No era basura, eso me quedó claro desde la primera página, pero a medida que avanzaba en la lectura del resto del borrador también me di cuenta de que Sachs había dado con algo que valía la pena. Aquél era el libro que yo siempre había imaginado que era capaz de escribir, y si había hecho falta un desastre para que lo empezara, entonces quizá no había sido realmente un desastre. O eso es lo que me dije entonces. Fueran los que fueran los problemas que me encontré en el manuscrito, fueran los que fueran los cortes o cambios que sería preciso hacer al final, lo esencial era que Sachs había empezado y yo no iba a permitir que parase.
– Tú sigue escribiendo y no mires atrás -le dije durante el desayuno a la mañana siguiente-. Si consigues llegar hasta el final, será un gran libro. Toma nota de mis palabras: un libro grandioso y memorable.

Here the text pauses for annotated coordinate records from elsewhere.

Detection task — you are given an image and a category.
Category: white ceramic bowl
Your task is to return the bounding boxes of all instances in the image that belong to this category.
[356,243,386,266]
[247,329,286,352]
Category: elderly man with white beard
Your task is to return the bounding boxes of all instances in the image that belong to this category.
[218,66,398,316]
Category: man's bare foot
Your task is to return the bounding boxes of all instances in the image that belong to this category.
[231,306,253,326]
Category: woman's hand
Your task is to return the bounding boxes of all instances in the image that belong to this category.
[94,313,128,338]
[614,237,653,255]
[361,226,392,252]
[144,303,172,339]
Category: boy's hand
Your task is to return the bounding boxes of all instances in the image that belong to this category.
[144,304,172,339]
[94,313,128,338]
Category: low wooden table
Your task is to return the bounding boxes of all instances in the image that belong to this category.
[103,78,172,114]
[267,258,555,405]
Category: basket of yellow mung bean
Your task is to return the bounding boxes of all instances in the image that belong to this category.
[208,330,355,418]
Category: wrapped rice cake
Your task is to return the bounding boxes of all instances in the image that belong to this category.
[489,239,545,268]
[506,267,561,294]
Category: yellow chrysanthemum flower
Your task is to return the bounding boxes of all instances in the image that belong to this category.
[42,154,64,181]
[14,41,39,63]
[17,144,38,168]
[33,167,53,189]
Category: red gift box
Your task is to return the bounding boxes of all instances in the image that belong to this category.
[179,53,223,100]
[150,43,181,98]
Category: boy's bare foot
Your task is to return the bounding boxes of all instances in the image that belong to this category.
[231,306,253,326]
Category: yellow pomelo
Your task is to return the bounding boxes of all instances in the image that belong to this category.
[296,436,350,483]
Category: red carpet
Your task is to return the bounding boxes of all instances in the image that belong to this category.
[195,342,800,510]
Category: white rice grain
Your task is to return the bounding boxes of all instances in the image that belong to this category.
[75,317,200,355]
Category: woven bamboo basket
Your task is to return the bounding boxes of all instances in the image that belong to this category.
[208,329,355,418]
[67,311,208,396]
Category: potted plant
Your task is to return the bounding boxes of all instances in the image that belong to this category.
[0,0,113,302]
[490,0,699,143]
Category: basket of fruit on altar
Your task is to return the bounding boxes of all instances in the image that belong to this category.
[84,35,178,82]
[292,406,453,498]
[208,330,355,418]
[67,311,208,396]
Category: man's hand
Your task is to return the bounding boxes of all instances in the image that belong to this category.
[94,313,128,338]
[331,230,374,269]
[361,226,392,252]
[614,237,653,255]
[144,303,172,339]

Me es imposible saber si hubiese podido llevarlo a cabo. Entonces me sentía seguro de que sí, y cuando Iris y yo nos despedimos de él el último día, ni siquiera se me pasó por la cabeza dudarlo. Una cosa eran las páginas que había leído, pero Sachs y yo también habíamos hablado, y basándome en lo que me dijo sobre el libro durante las dos noches siguientes, estaba convencido de que tenía dominada la situación, que entendía lo que tenía por delante. Si eso es cierto, entonces no puedo imaginar nada más terrible. De todas las tragedias que mi pobre amigo creó para sí mismo, dejar este libro inacabado se convierte en lo más difícil de soportar. No quiero decir que los libros sean más importantes que la vida, pero el hecho es que todo el mundo se muere, todo el mundo desaparece al final, y si Sachs hubiese logrado terminar su libro, hay una posibilidad de que le hubiese sobrevivido. Eso es lo que quiero creer, en cualquier caso. Tal y como está ahora, el libro no es más que una promesa de libro, un libro en potencia encerrado en una caja llena de páginas manuscritas sucias y un puñado de notas. Eso es todo lo que queda de él, junto con nuestras dos conversaciones nocturnas al aire libre, sentados bajo un cielo sin luna atestado de estrellas. Pensé que su vida estaba empezando otra vez, que había llegado al inicio de un extraordinario futuro, pero resultó que estaba casi al final. Menos de un mes después de que le viese en Vermont, Sachs dejó de trabajar en su libro. Salió a dar un paseo una tarde de mediados de septiembre y la tierra se lo tragó de repente. Ésa es la esencia del asunto, y desde ese día no volvió a escribir una palabra más.
Para conmemorar lo que nunca existirá, le he dado a mi libro el mismo titulo que Sachs planeaba usar para el suyo: Leviatán.